Der Plastikmist bei so einem HiHighEnd Sys. ist so passend wie sich runderneuerte 185er auf ein Ferrari zu schrauben, 
das geht gar nicht.


----------



## stromer007 (22. April 2009)

*AW: WaKü für High-End System*



Madz schrieb:


> Grafikkarte würde ich diese nehmen:
> 
> EVGA e-GeForce GTX 285, 1024MB GDDR3, 2x DVI, TV-out, PCIe 2.0 (01G-P3-1281-ER) Preisvergleich bei Geizhals.at Deutschland kostet 30€ und die Taktraten der Teureren erreichst du locker manuell
> 
> ...


 
Da gehe ich soweit mit, außer vielleicht die Sache mit der Pumpe, aber das hatten wir ja schon mal.
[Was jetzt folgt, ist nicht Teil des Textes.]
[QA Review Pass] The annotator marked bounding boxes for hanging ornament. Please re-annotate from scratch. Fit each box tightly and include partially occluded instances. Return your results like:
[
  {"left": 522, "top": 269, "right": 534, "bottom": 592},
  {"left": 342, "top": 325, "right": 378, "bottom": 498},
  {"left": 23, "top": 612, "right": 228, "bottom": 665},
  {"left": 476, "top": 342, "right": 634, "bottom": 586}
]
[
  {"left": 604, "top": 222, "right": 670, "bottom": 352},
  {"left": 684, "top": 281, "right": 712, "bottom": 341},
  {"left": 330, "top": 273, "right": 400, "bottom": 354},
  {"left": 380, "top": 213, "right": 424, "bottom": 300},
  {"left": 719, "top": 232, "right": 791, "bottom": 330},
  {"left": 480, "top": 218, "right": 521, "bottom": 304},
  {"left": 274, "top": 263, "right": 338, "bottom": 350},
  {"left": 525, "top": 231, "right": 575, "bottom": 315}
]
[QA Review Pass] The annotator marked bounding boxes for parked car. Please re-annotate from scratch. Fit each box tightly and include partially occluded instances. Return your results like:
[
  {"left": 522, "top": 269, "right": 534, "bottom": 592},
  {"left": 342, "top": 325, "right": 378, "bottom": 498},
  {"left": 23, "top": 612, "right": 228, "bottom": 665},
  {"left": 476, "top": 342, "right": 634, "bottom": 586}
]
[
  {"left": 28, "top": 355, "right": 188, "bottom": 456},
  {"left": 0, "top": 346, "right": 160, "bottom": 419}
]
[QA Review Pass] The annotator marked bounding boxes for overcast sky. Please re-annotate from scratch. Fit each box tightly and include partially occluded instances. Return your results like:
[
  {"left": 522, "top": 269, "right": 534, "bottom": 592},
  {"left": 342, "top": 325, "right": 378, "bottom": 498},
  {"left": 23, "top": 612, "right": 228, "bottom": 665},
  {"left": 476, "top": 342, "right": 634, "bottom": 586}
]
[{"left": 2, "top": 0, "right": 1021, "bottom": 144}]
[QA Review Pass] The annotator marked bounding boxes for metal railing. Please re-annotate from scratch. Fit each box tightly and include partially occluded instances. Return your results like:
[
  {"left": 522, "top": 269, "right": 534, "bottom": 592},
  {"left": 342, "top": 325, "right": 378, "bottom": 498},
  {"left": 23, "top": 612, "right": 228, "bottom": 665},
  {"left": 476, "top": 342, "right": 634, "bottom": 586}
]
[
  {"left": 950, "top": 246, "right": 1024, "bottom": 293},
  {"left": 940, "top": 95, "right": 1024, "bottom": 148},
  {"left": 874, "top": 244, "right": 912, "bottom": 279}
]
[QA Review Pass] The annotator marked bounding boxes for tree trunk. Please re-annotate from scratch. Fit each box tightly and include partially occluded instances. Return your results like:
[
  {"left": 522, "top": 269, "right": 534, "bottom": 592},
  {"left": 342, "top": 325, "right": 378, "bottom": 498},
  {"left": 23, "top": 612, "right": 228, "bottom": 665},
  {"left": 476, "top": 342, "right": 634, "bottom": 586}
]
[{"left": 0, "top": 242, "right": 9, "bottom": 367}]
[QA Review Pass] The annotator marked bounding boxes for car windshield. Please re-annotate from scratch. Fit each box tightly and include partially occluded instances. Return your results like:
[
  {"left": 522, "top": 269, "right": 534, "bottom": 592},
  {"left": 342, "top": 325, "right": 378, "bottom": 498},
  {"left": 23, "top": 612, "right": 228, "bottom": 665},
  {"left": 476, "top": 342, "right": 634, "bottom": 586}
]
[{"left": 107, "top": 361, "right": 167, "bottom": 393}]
-Auf jeden Fall *mindestens 3m Schlauch* evtl. auch 4m bestellen (du beißt dich in den Hintern wenn du 1m nachbestellen mußt)

-Ich würde als *Anschlüsse die 13/10er Verschraubungen* in Nickel/Schwarz nehmen (sind leichter und sicherer zu handhaben)

-Eine *Backplate* hatte ich mir auch zugelegt, doch passte sie bei mir nicht zwischen Board und Gehäuse. Also ohne BP bei mir und geht auch, doch bei der Kühlermontage dann nicht so fest anziehen, daß sich das Board durchbiegt.

-Der *Durchflusssensor* sollte natürlich auch gehen, ich habe aber keinen Vergleichstest gefunden da das Teil noch recht neu ist.

-*Pumpe* hatten wir schon. Da kein Silent Priorität hat und man die Pumpe auch später noch drosseln kann, tendiere ich eher zur "+"Variante. Preislich ist die ja auch OK.

-Einen *Austauschdeckel* für die Laing empfehle ich auch *dringend*, sonst könnte sie evtl. wirklich etwas laut sein (habe keine Erfahrung mit Original-Laing-Deckel).

P.S. Eine Backplate und einen Ersatzdeckel (optional aufrüstbar mit AGB-Aufsatz) für die Laing könnte ich dir verkaufen. Bei Interesse einfach melden.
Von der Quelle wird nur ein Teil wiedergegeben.